WAM is the premier provider of SCP and optimization solutions for process manufacturing industries including oil and gas, polymers, consumer packaged goods (CPG), food and beverage, pharmaceuticals, and chemicals. Notable customers include Indian Oil, LyondellBasell, PetroChina, PTT Global Chemical, Sasol Oil, Saudi Aramco, and Solvay. With WAM in its fold, Triple Point aspires to immediately deliver planning and optimization solutions to profitably manage commodity risk, material procurement, demand planning, finished goods forecasting, and sales and operations planning (S&OP).
Commodity management is very different than direct materials management, which is the primary focus of most supply chain operations. Still, commodity trading often involves supply chain management (SCM) issues. For example, a company may buy and then move oil to storage tanks or a refinery. Once it is in tanks, traders may buy and sell the commodity multiple times or incrementally release inventory. So what is the most effective and profitable way to do so?

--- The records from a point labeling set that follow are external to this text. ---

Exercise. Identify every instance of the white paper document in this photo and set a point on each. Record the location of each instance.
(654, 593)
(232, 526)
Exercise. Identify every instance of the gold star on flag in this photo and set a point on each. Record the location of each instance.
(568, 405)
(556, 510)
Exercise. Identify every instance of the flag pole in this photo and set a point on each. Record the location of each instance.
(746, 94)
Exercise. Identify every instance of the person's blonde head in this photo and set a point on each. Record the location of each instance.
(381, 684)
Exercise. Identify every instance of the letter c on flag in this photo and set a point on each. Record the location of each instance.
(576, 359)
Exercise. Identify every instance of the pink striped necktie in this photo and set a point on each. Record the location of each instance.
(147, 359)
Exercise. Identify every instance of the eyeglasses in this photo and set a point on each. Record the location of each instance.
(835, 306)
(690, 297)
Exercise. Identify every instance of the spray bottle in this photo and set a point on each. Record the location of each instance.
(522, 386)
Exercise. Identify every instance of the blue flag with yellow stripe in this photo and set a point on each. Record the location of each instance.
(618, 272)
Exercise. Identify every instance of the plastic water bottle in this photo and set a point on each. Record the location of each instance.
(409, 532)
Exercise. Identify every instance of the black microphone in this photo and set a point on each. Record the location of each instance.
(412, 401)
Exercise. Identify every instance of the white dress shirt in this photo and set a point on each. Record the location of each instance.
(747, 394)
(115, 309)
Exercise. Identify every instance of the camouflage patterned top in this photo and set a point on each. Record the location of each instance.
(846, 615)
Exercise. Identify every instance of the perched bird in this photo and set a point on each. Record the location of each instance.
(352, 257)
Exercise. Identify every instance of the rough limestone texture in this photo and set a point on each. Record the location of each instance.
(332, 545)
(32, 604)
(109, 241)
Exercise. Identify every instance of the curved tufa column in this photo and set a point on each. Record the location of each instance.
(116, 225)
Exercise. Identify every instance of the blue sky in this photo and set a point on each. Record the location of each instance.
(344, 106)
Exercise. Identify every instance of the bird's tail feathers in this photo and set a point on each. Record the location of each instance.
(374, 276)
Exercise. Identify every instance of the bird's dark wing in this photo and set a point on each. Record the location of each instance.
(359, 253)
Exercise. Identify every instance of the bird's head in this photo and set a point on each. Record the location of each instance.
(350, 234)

These apps should thus be complimentary (Triple Point has been good at finding cross-sell opportunities for its customers, while WAM is quite strong with petrochemical companies), but we’ll have to see how the execution will pan out in light of these companies’ different expertise, cultures, etc. Indications are that WAM has great subject matter expertise, but its deployments are typically customized (vs. a “packaged” software solution), and therefore might take longer to complete and have a higher long-term total cost of execution. It will be interesting to watch the moves by Triple Point competitors, SunGard and DST Systems, as well as by WAM competitors, such as AspenTech, SAP APO, Infor, and, to a degree, Logility.